Rio de Janeiro is South America’s third largest urban area but perhaps its most recognisable. The Christ the Redeemer statue that watches over the city is an icon to a country with more Roman Catholics and now more Pentecostals than any other. And Rio, which means river in Spanish or Portuguese, is not built on one river but a stinking bay, fed by dozens of stinking rivers and canals. There is disunity in the Church, division in society and degradation of the environment.
In 2014 I moved with my wife, Jess, to Magé, at the top end of the Rio’s bay, to work with the local Anglican church. It’s a small, swampy town of maybe 60,000 people. We were urged to go and visit the community living down by one of the canals. We saw the lack of healthy stimulation for children, heard the fights of families and gangs, and smelt the humiliating neglect of a neighbourhood surrounded by the city’s waste.
For over two and half years now the children won’t let us miss a Saturday morning. The club started by a bar, and word of mouth and a game of dodgeball were enough to draw local children along. They know it as Teatro Bíblico do Canal (Canal Biblical Theatre). It’s a small church, so we play to our strengths: a guitar-playing psychotherapist smiles and encourages harmony; a retired teacher distributes cake and chocolate milk and colouring-in exercises; a poet-cum-handiman has banged together a table and chairs, and bangs heads together when necessary (merely a figure of speech, you understand). Another lady makes the costumes for our dramatised readings of the Bible, and her very handy husband has built a toilet block with three-stage biodigestor filtration.
A few short-termers from the UK brought the energy to kick things off, helping to gather a crowd with their strange features. And a modest cash injection from the UK enabled us to buy a 500 square metre plot and put up a fence. The parents seem much happier now that we have a fence, and numbers have increased.
Old Testament heroes have grabbed the children’s imagination
Old Testament heroes have grabbed the children’s imagination: Joseph being bullied by his brothers, but vindicated in the end. David the little shepherd boy felling mighty Goliath.
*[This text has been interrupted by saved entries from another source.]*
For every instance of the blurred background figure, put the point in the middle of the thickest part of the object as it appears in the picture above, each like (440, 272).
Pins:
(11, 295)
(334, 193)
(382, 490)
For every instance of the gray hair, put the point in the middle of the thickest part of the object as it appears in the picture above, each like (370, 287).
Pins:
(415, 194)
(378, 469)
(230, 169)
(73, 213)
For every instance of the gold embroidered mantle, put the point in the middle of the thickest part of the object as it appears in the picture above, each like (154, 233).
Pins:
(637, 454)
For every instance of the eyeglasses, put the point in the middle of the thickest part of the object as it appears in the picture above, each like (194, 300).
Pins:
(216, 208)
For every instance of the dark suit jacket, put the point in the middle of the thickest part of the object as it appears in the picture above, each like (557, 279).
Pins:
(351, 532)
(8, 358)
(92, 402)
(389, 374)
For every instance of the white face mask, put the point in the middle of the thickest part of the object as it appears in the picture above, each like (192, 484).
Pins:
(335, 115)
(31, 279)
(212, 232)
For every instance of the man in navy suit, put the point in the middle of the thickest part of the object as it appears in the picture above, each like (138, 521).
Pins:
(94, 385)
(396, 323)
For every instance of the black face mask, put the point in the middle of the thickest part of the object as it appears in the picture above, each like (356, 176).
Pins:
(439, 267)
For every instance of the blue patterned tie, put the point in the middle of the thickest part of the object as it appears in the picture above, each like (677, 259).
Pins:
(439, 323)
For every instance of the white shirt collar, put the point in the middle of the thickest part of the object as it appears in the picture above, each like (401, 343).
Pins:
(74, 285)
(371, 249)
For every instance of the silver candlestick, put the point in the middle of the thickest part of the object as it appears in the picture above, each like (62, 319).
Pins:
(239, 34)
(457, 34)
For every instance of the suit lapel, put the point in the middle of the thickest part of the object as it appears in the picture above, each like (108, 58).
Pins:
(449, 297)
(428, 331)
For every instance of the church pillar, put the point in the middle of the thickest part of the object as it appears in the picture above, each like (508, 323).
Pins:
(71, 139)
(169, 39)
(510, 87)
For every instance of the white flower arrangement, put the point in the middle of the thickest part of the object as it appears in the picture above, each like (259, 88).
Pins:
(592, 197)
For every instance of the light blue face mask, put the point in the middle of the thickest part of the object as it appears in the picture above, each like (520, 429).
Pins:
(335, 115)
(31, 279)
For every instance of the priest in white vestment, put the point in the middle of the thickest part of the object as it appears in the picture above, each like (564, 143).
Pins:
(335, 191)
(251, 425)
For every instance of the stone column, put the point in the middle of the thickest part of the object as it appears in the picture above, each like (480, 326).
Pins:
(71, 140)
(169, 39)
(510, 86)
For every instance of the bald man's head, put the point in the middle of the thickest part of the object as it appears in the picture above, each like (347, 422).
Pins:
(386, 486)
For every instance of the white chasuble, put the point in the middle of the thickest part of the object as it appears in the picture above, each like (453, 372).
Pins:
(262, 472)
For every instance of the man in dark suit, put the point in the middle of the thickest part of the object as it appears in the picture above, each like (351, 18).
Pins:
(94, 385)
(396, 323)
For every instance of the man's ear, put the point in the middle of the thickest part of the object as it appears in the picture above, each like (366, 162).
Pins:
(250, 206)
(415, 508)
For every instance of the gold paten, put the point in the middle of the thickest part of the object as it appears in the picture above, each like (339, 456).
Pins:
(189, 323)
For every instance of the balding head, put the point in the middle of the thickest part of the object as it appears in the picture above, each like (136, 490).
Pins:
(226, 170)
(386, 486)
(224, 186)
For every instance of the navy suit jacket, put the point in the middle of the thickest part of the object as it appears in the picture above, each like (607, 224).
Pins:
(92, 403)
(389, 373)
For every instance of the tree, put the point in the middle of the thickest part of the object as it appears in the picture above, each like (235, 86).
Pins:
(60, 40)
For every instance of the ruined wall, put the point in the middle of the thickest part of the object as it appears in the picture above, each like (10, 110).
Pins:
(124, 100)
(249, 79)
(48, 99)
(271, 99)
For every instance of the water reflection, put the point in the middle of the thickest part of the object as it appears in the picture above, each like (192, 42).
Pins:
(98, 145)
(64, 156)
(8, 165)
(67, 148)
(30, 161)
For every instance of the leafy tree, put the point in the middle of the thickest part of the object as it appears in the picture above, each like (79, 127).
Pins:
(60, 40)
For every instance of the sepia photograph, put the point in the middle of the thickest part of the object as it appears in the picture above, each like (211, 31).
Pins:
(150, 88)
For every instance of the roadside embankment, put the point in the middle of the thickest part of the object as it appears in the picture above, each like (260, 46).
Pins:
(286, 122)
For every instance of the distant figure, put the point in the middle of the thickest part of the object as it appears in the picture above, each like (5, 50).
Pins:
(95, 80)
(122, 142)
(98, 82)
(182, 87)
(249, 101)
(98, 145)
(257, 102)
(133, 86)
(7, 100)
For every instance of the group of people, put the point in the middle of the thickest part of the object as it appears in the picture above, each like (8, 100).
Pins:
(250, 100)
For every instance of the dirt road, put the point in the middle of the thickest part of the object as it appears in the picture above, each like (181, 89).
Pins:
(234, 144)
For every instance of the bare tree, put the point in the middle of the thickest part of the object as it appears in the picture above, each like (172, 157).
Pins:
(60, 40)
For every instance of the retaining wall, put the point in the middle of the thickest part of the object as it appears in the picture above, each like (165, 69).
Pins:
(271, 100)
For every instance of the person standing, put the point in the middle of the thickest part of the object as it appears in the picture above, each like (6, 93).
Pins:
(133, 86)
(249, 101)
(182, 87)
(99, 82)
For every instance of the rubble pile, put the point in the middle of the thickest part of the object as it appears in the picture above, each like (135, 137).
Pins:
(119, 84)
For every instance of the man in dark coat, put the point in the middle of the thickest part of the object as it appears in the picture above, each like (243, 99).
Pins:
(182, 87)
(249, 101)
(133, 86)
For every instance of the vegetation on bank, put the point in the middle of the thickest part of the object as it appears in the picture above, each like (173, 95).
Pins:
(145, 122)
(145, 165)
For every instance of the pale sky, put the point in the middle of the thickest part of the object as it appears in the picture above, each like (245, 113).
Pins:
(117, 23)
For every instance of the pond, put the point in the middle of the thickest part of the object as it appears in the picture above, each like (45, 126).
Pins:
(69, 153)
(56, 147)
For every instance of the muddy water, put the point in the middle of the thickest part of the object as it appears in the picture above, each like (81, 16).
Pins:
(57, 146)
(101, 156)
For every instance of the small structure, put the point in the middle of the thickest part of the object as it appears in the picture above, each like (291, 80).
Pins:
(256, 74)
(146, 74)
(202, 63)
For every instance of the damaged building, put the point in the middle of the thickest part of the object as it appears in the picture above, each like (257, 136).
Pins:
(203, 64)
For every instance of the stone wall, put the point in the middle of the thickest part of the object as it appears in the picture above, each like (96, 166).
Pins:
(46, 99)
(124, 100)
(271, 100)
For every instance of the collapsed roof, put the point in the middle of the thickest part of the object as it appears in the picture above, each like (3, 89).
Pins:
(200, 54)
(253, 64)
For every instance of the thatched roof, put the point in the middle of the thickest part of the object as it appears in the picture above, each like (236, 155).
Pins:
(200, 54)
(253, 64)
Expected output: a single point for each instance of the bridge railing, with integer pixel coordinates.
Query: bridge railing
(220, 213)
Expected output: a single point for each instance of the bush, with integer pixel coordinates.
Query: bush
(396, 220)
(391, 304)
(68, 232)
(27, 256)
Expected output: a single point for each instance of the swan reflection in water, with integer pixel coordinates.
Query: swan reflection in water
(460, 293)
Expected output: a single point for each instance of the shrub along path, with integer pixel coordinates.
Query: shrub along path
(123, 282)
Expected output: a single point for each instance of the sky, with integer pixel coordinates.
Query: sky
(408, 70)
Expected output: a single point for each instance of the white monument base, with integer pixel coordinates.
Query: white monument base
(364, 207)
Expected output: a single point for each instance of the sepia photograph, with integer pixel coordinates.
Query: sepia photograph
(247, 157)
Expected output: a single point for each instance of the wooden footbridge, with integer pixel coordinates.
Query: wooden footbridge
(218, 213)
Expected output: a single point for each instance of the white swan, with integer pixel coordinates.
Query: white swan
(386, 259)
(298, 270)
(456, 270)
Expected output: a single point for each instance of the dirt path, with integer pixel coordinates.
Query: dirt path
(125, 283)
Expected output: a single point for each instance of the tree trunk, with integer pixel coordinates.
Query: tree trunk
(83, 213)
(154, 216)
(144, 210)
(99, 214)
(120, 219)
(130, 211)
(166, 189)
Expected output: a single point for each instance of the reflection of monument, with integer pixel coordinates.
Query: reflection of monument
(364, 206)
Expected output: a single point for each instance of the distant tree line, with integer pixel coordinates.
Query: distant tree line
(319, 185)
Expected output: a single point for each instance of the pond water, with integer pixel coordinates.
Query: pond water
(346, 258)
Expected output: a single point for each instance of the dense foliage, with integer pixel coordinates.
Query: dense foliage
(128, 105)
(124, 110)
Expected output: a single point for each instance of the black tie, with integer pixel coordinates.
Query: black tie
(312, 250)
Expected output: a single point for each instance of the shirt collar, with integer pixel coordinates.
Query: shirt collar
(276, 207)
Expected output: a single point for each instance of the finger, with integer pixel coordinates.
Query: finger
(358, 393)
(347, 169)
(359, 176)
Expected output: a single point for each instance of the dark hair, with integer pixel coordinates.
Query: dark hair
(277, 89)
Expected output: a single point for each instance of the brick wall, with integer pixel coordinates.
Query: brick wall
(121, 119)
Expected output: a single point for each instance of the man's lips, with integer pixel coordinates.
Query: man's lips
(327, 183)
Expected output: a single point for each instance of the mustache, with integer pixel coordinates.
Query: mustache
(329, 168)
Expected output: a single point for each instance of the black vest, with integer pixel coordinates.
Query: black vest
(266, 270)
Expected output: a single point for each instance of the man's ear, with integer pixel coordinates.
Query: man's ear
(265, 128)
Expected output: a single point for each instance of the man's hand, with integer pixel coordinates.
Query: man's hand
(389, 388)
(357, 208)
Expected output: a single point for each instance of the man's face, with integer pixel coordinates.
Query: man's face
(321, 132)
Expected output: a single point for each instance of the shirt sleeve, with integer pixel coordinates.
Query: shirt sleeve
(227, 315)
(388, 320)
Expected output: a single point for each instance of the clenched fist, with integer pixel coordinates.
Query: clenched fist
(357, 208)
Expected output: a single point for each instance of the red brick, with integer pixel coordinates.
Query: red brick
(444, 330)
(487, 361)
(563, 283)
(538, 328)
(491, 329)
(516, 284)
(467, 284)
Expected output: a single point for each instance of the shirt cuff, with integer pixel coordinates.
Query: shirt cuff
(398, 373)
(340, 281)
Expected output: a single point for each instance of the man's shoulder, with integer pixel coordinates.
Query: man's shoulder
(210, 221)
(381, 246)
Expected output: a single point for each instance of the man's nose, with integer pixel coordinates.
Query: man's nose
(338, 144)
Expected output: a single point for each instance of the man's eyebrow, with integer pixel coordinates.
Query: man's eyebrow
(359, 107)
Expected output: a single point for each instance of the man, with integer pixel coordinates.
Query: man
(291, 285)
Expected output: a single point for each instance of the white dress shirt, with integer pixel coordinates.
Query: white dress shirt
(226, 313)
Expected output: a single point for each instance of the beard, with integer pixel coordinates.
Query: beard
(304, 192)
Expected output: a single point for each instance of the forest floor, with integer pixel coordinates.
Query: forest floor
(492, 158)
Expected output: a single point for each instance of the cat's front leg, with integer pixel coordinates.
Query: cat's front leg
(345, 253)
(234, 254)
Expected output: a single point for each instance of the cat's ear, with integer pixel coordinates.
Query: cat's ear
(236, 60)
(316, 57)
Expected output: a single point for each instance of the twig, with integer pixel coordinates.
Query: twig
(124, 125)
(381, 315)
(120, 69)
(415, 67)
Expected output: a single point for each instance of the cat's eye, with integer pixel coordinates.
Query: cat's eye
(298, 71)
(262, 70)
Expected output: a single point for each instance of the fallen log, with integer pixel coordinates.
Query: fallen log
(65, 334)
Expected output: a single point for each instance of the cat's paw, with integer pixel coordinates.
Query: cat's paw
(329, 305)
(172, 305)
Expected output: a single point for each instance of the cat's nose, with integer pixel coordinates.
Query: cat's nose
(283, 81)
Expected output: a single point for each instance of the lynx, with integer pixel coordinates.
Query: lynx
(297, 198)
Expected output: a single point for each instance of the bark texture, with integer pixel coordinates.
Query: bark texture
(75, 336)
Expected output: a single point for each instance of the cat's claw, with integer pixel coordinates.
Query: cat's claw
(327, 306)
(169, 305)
Ruth sticking with her mother-in-law and being looked after by Boaz: “Your people will be my people, your God will be my God” (Ruth 1:16).
When Caio first came along, his father had recently been imprisoned. His mother was absent, her life absorbed in drugs and gangsters. His grandmother told us he had started to suffer strange fits. We prayed with him, and these stopped, and his countenance has gradually transformed as he has grown into a steady and joyful young lad. God hasn’t asked us to do more than is within our power to do. He has provided all the resources. He just calls us to ‘go’.
We’re not waving an Anglican flag, we’re not looking to compete with other churches. We’re not looking to pull people out of their own neighbourhood, but going to them, using their skills. We’re not going after the tithing adults, but investing in children. And we’re not dumping our sewage in the canal. Nor are we picketing local politicians, though perhaps we should. Part of our aim is not to rely on foreign funding, to go slowly, to go together, to go in a way, we dare to hope, that other churches can follow. Because in Brazil, no organisation has a better reach to heal the disunity, the division and the degradation.